1, a kind of fluid catalyst of producing acrylonitrile, contain silica supports and with the following composition of atomic ratio measuring chemical formula:

Mo ₁₂Bi _aFe _bW _cPr _dNa _eX _fY _gZ _hO _i

Y is selected among Co, Ni, Mn, Mg, Ca, Sr, Zn or the Cd at least a;

Z is selected among K, Rb, Cs, In, Tl, Sm or the Te at least a.

The span of a is 0.01～3.0;

The span of b is 0.1～5.0;

The span of c is 0.01～2.0;

The span of d is 0.01～2.0;

The span of e is 0.05～0.7;

The span of f is 0.01～3.0;

The span of g is 0.10～12.0;

The span of h is 0.01～1.5;

2, according to the fluid catalyst of the described production acrylonitrile of claim 1, the span that it is characterized in that d is 0.01～1.0.

3, according to the fluid catalyst of the described production acrylonitrile of claim 1, the span that it is characterized in that c is 0.05～1.5.

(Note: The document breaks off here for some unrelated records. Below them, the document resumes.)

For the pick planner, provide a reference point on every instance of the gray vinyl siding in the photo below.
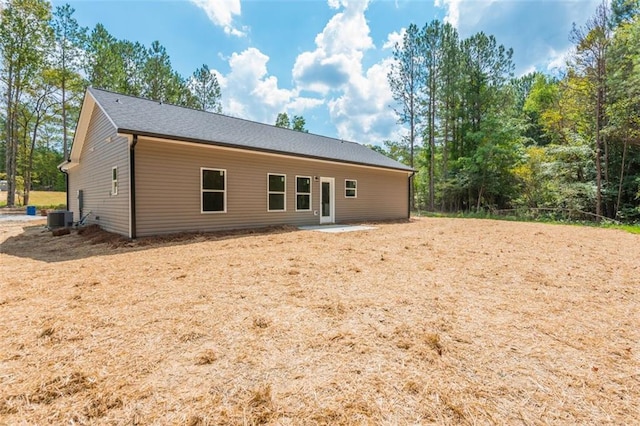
(93, 176)
(168, 195)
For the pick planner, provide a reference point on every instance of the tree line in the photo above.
(482, 139)
(47, 60)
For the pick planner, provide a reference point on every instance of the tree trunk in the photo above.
(624, 154)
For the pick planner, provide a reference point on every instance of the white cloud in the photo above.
(558, 59)
(394, 38)
(221, 13)
(248, 91)
(453, 10)
(339, 50)
(362, 113)
(537, 31)
(359, 98)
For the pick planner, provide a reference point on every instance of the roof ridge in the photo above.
(219, 114)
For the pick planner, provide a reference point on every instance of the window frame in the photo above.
(114, 181)
(354, 189)
(269, 192)
(304, 193)
(202, 191)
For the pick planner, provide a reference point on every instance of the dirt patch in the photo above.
(433, 321)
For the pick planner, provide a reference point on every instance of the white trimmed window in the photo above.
(213, 187)
(350, 188)
(276, 192)
(114, 180)
(303, 193)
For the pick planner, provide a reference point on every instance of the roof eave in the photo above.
(250, 148)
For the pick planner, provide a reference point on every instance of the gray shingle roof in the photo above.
(151, 118)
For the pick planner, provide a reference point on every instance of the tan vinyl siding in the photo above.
(168, 189)
(102, 150)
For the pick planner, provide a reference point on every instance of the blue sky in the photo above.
(325, 59)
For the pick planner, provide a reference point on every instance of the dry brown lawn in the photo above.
(445, 321)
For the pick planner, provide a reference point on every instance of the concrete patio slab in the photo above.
(336, 228)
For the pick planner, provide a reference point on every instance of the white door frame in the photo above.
(332, 200)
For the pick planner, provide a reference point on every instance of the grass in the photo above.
(40, 199)
(631, 228)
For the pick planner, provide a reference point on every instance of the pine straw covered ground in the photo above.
(431, 321)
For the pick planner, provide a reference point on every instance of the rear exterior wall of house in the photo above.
(168, 179)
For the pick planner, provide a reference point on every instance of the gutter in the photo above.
(132, 187)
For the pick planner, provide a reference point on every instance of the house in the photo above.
(139, 167)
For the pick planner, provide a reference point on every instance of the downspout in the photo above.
(132, 185)
(413, 173)
(66, 184)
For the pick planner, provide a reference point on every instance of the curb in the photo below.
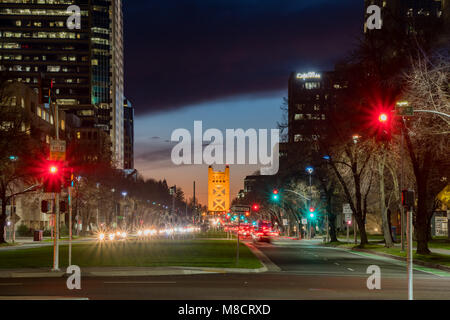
(132, 272)
(268, 265)
(390, 256)
(418, 262)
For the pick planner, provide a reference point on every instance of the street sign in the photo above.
(404, 109)
(346, 208)
(57, 150)
(243, 209)
(14, 218)
(348, 217)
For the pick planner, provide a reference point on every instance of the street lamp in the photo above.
(310, 171)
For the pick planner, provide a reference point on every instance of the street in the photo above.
(308, 271)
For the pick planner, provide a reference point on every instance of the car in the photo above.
(260, 235)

4, according to the fluid catalyst of the described production acrylonitrile of claim 1, the span that it is characterized in that e is 0.1～0.5.

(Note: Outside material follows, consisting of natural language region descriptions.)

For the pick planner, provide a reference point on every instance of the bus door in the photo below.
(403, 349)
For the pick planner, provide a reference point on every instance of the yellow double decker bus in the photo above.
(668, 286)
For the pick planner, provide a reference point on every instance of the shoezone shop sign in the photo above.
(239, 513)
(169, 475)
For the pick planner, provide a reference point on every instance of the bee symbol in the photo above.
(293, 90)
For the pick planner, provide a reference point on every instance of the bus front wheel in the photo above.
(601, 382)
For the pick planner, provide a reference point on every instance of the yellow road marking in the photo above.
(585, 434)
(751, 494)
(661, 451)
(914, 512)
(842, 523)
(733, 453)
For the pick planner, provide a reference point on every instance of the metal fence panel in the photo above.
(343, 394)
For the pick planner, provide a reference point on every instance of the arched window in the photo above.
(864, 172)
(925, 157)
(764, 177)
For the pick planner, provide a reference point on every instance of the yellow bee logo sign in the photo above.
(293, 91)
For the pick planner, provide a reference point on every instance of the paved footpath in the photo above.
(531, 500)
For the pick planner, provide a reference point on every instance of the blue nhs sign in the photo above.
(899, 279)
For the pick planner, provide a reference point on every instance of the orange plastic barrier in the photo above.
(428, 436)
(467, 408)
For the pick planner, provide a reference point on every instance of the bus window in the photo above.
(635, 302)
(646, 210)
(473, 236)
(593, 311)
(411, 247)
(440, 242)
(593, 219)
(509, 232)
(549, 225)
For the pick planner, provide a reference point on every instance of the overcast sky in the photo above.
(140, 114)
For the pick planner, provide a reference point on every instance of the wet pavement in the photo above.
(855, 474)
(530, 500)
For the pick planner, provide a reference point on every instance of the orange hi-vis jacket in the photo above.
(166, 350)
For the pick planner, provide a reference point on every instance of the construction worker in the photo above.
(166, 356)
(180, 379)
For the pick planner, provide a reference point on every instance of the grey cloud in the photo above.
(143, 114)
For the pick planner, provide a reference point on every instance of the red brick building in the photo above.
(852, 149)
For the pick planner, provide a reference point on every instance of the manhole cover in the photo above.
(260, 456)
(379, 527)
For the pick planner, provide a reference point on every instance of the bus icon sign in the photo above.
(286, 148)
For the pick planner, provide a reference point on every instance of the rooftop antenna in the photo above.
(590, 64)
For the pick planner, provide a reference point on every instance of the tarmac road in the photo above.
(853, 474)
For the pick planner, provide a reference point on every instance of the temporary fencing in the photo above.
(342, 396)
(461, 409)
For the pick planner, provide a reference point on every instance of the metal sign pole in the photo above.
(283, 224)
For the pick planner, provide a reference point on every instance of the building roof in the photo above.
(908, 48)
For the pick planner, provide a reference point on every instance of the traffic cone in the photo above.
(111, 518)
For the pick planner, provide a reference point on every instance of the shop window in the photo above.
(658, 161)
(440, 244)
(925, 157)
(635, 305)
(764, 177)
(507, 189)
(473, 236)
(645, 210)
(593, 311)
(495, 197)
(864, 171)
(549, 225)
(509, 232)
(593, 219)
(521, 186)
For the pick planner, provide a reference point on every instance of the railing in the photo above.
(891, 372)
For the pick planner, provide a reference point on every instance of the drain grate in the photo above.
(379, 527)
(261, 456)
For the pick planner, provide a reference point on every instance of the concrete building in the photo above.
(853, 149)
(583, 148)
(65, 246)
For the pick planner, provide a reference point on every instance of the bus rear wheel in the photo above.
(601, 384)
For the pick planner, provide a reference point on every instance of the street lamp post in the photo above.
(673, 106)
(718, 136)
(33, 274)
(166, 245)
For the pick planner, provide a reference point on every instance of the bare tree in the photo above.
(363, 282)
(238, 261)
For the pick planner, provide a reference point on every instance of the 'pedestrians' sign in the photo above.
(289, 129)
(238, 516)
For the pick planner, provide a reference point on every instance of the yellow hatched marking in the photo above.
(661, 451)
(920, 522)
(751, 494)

5, according to the fluid catalyst of the described production acrylonitrile of claim 1, the span that it is characterized in that f is 0.01～2.0.

6, according to the fluid catalyst of the described production acrylonitrile of claim 1, the span that it is characterized in that g is 0.1～10.

7, according to the fluid catalyst of the described production acrylonitrile of claim 1, the span that it is characterized in that h is 0.05～1.0.

8, according to the fluid catalyst of the described production acrylonitrile of claim 1, the amount that it is characterized in that silica in the catalyst is 40～60% by weight percentage.